Abstract 2808: SGK1 Activation in Cardiomyocytes Leads to Alteration of SCN5a Function, Electrical Remodeling and Left Ventricular Dysfunction
Background: We have previously shown that the serum and glucocorticoid-responsive kinase-1 (SGK1) is activated in animal models of heart failure (HF) as well as in human HF. In neonatal ventricular myocytes (VM) in vitro, SGK1 regulates voltage-gated sodium channel SCN5a in multiple ways. However, the in vivo effects of SGK1 in the heart are unknown.
Methods and Results:
Transgenic mice with cardiac specific over-expression of a constitutively active SGK1 (SGK-CA) or dominant negative SGK1 (SGK-DN) were created. SGK-CA TG mice exhibited increased mortality in two transgenic lines, and cardiac hypertrophy, fibrosis, and inducible ventricular arrhythmias in a third line with lower expression of the transgene.

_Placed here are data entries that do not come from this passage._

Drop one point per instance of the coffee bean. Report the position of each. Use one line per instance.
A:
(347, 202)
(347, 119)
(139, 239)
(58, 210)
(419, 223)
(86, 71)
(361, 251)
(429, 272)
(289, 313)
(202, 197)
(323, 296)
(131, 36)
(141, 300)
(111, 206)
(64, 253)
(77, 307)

SGK-CA Tg mice had premature development of ventricular dilatation and dysfunction compared with wild-type (WT) littermates in the TAC model of hypertrophy and HF.
QRT-PCR did not show differences in transcripts for voltage-gated K-channels or SCN5a, but immunoblotting revealed increased SCN5a protein (1.27 fold increase) and Na-Ca exchanger (1.59 fold increase).
Sucrose gradient fractionation showed redistribution of SCN5a from the lipid raft to the heavy membrane fraction.
Patch-clamp recording of VMs from SGK-CA TG mice showed prolonged action potential duration and spontaneous EADs. Inward sodium current density was increased in Tg VMs (−61 pA/pF vs −52 pA/pF) and the steady state activation curve for the sodium channel was shifted to more hyperpolarized potentials (V1/2 −69 mV vs −58 mV in WT). There was also a marked increase in the late sodium current in the TG VMs compared with WT CMs.
SGK-DN TG mice had normal cardiac structure and function at baseline but had significantly less left ventricular dilatation and dysfunction 6 weeks after TAC (n=8 in each group, p<0.05).
SGK1 inhibition appeared to prevent TAC-induced redistribution of SCN5a.
Conclusions: Chronic SGK1 activation in the heart results in electrical remodeling and cardiac dysfunction. Conversely, chronic inhibition of SGK1 mitigates TAC-induced ventricular dilatation and dysfunction. SGK1 may play a critical role in the transition from hypertrophy to HF, and inhibition of SGK1 warrants exploration as a therapeutic target in HF and electrical remodeling.